The South African Constabulary and the Imperial Imposition of the Modern State, 1900−1914


Scott C. Spencer

In anticipation of victory over the two Boer republics in the South African War (1899–1902), British imperial policymakers formed the South African Constabulary (SAC, 1900–1908) to lead reconstruction efforts. Uniquely, policymakers injected two goals of imperial management into the force and its 10,000 men, recruited from the British Isles and settler colonies: integrate the conquered territories into the British Empire and foster an imperial-national adherence to a Greater Britain. Following the war, offi cers and constables attracted the Boers to the empire by suppressing Africans more thoroughly, consistently and systematically than their prior regimes ever had. While some SAC men remained in South Africa following their service, most carried their enhanced white, imperial-national allegiances to the Isles, empire and beyond.

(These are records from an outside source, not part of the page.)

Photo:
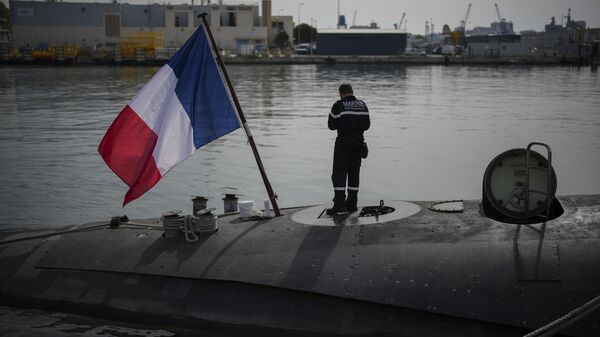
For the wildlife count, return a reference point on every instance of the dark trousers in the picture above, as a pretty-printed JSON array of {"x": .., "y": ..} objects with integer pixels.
[{"x": 346, "y": 165}]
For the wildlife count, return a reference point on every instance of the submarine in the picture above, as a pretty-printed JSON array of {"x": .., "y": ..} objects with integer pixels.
[{"x": 520, "y": 261}]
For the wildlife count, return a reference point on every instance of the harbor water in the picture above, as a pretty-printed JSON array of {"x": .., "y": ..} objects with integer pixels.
[{"x": 433, "y": 131}]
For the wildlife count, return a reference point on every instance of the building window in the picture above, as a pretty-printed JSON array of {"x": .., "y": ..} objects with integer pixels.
[
  {"x": 228, "y": 19},
  {"x": 112, "y": 24},
  {"x": 181, "y": 19}
]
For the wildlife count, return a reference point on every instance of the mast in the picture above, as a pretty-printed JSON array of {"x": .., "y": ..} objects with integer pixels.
[{"x": 238, "y": 107}]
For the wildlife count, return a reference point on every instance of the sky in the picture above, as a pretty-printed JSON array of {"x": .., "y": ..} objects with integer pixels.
[{"x": 525, "y": 14}]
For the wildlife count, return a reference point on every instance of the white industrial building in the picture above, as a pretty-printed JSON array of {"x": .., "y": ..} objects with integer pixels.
[{"x": 39, "y": 25}]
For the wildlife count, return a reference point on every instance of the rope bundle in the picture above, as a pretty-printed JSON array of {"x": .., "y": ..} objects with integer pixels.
[{"x": 173, "y": 224}]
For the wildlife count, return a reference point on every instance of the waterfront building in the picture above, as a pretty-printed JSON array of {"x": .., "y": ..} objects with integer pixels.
[
  {"x": 496, "y": 46},
  {"x": 5, "y": 34},
  {"x": 43, "y": 25},
  {"x": 361, "y": 42},
  {"x": 282, "y": 23}
]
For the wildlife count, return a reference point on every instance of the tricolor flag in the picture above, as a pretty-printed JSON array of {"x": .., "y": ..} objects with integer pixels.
[{"x": 184, "y": 106}]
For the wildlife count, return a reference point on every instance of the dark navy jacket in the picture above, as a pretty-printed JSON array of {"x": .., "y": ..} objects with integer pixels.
[{"x": 350, "y": 117}]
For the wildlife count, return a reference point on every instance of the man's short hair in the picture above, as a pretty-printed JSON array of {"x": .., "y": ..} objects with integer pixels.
[{"x": 346, "y": 89}]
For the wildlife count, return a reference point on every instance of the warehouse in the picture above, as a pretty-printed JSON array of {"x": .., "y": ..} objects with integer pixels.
[{"x": 360, "y": 42}]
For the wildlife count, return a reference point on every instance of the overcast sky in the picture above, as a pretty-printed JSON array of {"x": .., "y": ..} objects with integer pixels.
[{"x": 525, "y": 14}]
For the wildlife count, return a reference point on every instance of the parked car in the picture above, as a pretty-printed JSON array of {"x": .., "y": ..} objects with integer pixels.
[{"x": 414, "y": 52}]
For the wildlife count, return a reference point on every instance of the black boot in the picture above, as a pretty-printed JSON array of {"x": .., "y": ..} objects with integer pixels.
[
  {"x": 339, "y": 204},
  {"x": 352, "y": 201}
]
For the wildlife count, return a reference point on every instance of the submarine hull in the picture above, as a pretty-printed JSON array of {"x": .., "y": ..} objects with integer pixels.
[{"x": 425, "y": 274}]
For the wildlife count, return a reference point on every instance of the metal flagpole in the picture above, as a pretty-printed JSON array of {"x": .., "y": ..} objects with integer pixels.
[{"x": 263, "y": 174}]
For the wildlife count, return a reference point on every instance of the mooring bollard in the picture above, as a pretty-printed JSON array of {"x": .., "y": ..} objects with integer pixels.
[
  {"x": 198, "y": 204},
  {"x": 230, "y": 204}
]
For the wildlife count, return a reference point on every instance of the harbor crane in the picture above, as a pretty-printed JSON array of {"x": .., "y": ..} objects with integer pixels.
[
  {"x": 401, "y": 20},
  {"x": 498, "y": 12},
  {"x": 502, "y": 27},
  {"x": 463, "y": 23}
]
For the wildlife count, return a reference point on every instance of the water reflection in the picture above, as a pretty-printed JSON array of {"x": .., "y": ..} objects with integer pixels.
[{"x": 434, "y": 129}]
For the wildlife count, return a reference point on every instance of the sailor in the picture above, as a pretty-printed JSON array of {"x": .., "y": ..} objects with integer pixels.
[{"x": 350, "y": 117}]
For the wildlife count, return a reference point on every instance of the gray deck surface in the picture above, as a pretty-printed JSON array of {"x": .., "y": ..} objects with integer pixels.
[{"x": 460, "y": 265}]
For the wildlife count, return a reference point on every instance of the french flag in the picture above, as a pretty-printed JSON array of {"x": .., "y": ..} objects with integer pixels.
[{"x": 183, "y": 107}]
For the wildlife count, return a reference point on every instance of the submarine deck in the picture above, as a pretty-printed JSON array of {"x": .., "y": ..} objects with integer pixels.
[{"x": 428, "y": 273}]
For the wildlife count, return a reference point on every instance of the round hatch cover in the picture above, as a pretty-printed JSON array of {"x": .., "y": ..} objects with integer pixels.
[{"x": 505, "y": 180}]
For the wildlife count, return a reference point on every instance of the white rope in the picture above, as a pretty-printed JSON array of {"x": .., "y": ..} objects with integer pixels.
[{"x": 561, "y": 323}]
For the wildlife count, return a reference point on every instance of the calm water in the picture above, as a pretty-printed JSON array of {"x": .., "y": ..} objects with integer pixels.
[{"x": 434, "y": 130}]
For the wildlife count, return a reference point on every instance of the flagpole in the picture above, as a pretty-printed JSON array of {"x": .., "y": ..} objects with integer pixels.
[{"x": 261, "y": 168}]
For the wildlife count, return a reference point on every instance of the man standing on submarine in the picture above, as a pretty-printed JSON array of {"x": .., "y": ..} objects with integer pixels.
[{"x": 350, "y": 117}]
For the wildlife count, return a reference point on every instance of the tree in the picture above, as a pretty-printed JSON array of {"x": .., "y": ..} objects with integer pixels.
[
  {"x": 282, "y": 40},
  {"x": 307, "y": 33}
]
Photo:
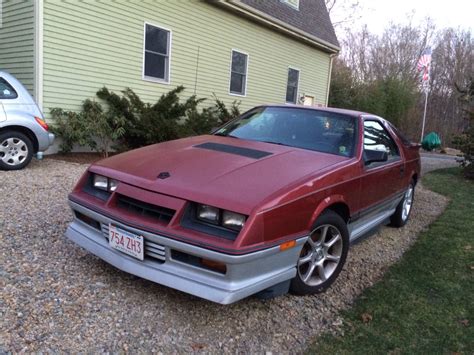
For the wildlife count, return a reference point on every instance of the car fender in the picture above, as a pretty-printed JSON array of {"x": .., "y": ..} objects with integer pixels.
[
  {"x": 14, "y": 118},
  {"x": 323, "y": 205}
]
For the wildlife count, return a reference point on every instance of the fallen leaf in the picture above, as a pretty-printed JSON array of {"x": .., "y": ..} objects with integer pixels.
[
  {"x": 366, "y": 317},
  {"x": 198, "y": 346}
]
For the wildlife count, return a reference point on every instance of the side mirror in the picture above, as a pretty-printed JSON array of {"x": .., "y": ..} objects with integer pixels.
[{"x": 374, "y": 156}]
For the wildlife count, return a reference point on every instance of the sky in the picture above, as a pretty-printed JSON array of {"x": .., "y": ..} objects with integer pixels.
[{"x": 378, "y": 13}]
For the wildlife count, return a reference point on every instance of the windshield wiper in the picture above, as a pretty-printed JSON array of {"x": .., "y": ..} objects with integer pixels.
[
  {"x": 226, "y": 135},
  {"x": 277, "y": 143}
]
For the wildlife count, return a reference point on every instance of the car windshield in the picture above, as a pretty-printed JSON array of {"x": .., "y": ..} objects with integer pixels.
[{"x": 310, "y": 129}]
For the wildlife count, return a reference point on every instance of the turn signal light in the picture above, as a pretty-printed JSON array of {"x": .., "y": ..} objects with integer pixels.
[
  {"x": 214, "y": 265},
  {"x": 42, "y": 123},
  {"x": 287, "y": 245}
]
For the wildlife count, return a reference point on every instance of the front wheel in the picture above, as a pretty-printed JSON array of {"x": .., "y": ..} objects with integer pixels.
[
  {"x": 403, "y": 211},
  {"x": 16, "y": 150},
  {"x": 323, "y": 255}
]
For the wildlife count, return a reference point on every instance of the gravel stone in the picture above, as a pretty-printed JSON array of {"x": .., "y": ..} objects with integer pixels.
[{"x": 56, "y": 297}]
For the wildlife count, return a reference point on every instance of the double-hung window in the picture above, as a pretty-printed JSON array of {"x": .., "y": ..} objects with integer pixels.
[
  {"x": 156, "y": 62},
  {"x": 238, "y": 73},
  {"x": 292, "y": 86},
  {"x": 295, "y": 4}
]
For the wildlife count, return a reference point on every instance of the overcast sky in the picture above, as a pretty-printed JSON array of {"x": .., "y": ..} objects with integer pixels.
[{"x": 453, "y": 13}]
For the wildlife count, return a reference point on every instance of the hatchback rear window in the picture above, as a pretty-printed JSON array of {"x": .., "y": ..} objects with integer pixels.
[{"x": 6, "y": 90}]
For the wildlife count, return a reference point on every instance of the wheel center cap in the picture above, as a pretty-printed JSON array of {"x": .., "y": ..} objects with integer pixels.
[{"x": 318, "y": 254}]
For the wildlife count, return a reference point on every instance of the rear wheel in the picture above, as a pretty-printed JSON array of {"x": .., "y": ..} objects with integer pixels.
[
  {"x": 16, "y": 150},
  {"x": 322, "y": 256},
  {"x": 403, "y": 211}
]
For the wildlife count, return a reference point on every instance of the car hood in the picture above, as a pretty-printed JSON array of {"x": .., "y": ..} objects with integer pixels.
[{"x": 225, "y": 172}]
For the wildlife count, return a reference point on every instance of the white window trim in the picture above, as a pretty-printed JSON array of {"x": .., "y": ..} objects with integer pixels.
[
  {"x": 297, "y": 86},
  {"x": 150, "y": 78},
  {"x": 246, "y": 72},
  {"x": 296, "y": 7}
]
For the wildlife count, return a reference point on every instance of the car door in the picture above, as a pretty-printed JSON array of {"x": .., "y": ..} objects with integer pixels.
[
  {"x": 3, "y": 87},
  {"x": 381, "y": 182}
]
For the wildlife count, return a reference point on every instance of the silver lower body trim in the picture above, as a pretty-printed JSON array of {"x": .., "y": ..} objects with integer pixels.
[{"x": 246, "y": 274}]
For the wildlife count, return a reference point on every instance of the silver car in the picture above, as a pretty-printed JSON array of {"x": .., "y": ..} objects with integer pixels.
[{"x": 23, "y": 131}]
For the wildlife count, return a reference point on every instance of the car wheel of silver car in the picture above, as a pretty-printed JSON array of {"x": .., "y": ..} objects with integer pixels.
[
  {"x": 323, "y": 255},
  {"x": 16, "y": 150},
  {"x": 403, "y": 211}
]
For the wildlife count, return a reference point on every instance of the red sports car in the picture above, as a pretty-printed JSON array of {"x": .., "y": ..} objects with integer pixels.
[{"x": 268, "y": 203}]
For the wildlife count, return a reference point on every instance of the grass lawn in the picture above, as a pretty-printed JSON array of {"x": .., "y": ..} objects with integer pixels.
[{"x": 425, "y": 302}]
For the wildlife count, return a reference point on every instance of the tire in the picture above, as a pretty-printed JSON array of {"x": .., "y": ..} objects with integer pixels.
[
  {"x": 16, "y": 150},
  {"x": 323, "y": 255},
  {"x": 403, "y": 211}
]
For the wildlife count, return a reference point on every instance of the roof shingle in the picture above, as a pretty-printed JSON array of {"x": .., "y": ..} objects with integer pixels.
[{"x": 312, "y": 16}]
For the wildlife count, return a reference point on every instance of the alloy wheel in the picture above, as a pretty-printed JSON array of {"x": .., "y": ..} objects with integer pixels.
[
  {"x": 13, "y": 151},
  {"x": 320, "y": 255}
]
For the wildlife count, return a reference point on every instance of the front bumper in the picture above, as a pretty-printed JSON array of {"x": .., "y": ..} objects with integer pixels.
[{"x": 246, "y": 274}]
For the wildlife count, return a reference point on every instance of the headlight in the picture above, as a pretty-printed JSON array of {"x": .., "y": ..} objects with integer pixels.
[
  {"x": 103, "y": 183},
  {"x": 113, "y": 185},
  {"x": 233, "y": 220},
  {"x": 226, "y": 219},
  {"x": 208, "y": 214}
]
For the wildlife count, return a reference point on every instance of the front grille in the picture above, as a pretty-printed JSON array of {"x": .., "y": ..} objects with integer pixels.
[
  {"x": 152, "y": 250},
  {"x": 144, "y": 209}
]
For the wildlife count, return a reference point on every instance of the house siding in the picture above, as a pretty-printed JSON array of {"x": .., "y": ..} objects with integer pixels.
[
  {"x": 90, "y": 44},
  {"x": 17, "y": 40}
]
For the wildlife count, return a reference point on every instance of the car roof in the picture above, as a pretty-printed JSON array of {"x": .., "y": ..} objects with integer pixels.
[{"x": 351, "y": 113}]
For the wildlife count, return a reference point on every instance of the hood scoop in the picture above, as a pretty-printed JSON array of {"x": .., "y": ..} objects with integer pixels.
[{"x": 231, "y": 149}]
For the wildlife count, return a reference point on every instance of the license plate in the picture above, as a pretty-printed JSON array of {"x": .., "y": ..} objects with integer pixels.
[{"x": 126, "y": 242}]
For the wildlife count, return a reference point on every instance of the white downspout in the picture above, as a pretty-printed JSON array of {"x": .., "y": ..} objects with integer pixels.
[
  {"x": 38, "y": 53},
  {"x": 331, "y": 57}
]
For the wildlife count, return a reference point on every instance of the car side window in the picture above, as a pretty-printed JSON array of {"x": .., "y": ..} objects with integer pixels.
[
  {"x": 377, "y": 138},
  {"x": 6, "y": 90}
]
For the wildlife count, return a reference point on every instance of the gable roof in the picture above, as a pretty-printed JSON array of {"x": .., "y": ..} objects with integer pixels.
[{"x": 310, "y": 22}]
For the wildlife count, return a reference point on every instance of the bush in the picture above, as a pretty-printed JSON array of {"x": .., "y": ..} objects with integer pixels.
[
  {"x": 71, "y": 127},
  {"x": 465, "y": 141},
  {"x": 91, "y": 127},
  {"x": 131, "y": 123}
]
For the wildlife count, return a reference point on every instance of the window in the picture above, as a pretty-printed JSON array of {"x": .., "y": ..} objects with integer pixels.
[
  {"x": 377, "y": 138},
  {"x": 238, "y": 73},
  {"x": 292, "y": 3},
  {"x": 303, "y": 128},
  {"x": 292, "y": 86},
  {"x": 6, "y": 90},
  {"x": 157, "y": 53}
]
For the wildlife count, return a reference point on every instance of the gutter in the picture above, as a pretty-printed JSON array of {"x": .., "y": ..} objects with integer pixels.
[
  {"x": 278, "y": 25},
  {"x": 331, "y": 59}
]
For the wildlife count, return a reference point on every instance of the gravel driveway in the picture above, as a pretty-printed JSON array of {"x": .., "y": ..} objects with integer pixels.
[{"x": 57, "y": 297}]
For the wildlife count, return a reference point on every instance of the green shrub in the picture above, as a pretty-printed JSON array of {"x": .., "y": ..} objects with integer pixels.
[
  {"x": 130, "y": 123},
  {"x": 465, "y": 141},
  {"x": 71, "y": 127}
]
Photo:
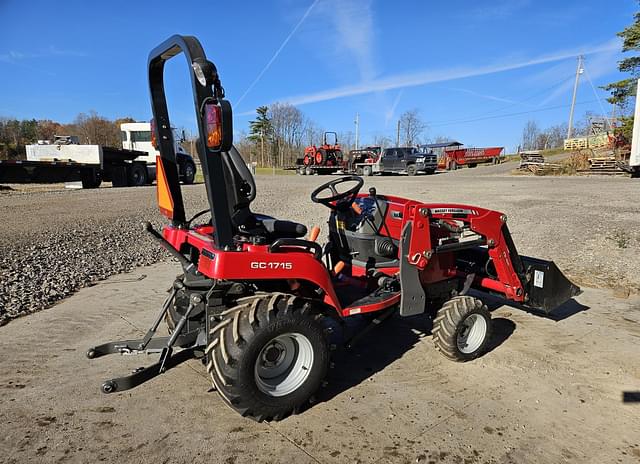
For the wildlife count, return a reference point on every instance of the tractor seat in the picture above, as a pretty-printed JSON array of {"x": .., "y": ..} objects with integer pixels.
[
  {"x": 241, "y": 191},
  {"x": 283, "y": 229},
  {"x": 276, "y": 228}
]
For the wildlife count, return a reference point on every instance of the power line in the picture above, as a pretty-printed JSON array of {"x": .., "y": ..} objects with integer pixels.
[
  {"x": 275, "y": 55},
  {"x": 498, "y": 116},
  {"x": 511, "y": 105}
]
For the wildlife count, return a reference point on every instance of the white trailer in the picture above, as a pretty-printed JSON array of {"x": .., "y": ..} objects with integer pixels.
[
  {"x": 65, "y": 160},
  {"x": 634, "y": 159}
]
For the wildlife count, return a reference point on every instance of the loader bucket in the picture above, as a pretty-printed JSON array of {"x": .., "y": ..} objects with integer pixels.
[{"x": 546, "y": 286}]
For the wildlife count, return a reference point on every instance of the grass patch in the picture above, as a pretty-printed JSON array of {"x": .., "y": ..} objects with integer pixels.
[{"x": 620, "y": 238}]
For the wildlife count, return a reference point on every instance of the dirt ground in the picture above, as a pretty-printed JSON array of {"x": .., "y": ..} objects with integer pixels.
[{"x": 548, "y": 391}]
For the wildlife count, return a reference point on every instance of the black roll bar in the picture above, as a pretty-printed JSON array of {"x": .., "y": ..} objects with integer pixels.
[{"x": 210, "y": 159}]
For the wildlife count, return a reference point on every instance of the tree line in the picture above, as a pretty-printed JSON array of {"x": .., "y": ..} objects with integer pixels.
[
  {"x": 90, "y": 128},
  {"x": 280, "y": 132}
]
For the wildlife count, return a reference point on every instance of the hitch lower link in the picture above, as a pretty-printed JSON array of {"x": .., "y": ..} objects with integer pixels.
[{"x": 149, "y": 345}]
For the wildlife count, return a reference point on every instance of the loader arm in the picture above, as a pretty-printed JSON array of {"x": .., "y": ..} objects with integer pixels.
[{"x": 533, "y": 282}]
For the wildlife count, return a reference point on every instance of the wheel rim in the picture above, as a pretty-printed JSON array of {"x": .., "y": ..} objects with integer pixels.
[
  {"x": 472, "y": 333},
  {"x": 283, "y": 364}
]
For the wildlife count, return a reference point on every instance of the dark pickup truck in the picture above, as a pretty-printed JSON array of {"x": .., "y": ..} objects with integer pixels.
[{"x": 407, "y": 160}]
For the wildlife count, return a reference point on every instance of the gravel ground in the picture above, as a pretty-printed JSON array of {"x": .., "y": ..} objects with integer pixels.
[{"x": 55, "y": 242}]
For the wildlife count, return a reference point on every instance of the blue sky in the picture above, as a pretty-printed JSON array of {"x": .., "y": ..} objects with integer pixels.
[{"x": 476, "y": 70}]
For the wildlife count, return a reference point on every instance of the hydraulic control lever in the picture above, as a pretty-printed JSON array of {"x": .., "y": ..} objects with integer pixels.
[{"x": 373, "y": 193}]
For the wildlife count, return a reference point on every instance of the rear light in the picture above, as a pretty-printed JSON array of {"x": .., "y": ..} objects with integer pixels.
[
  {"x": 154, "y": 137},
  {"x": 213, "y": 115}
]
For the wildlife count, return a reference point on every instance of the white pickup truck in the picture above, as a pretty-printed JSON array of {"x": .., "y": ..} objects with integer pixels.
[{"x": 65, "y": 160}]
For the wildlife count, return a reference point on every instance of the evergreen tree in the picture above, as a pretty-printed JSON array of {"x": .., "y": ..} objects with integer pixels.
[
  {"x": 261, "y": 131},
  {"x": 623, "y": 91}
]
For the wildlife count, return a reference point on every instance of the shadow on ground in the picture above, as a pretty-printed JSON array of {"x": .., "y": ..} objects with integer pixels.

Combining traditional archival with innovative digital research, this book narrates global integration and imperial governance through individuals, from Boy Scout founder Robert Baden-Powell and imperialist Alfred Milner to Canadian Mountie Sam Steele, Irish doctor Edward Garraway and, foremost, thousands of SAC men. The author argues that opportunistic British agents carried the apparatus of the coercive, legible and bureaucratic modern state across the British Isles, the empire and the world, leaving challenging legacies for successor governments and former subjects to confront.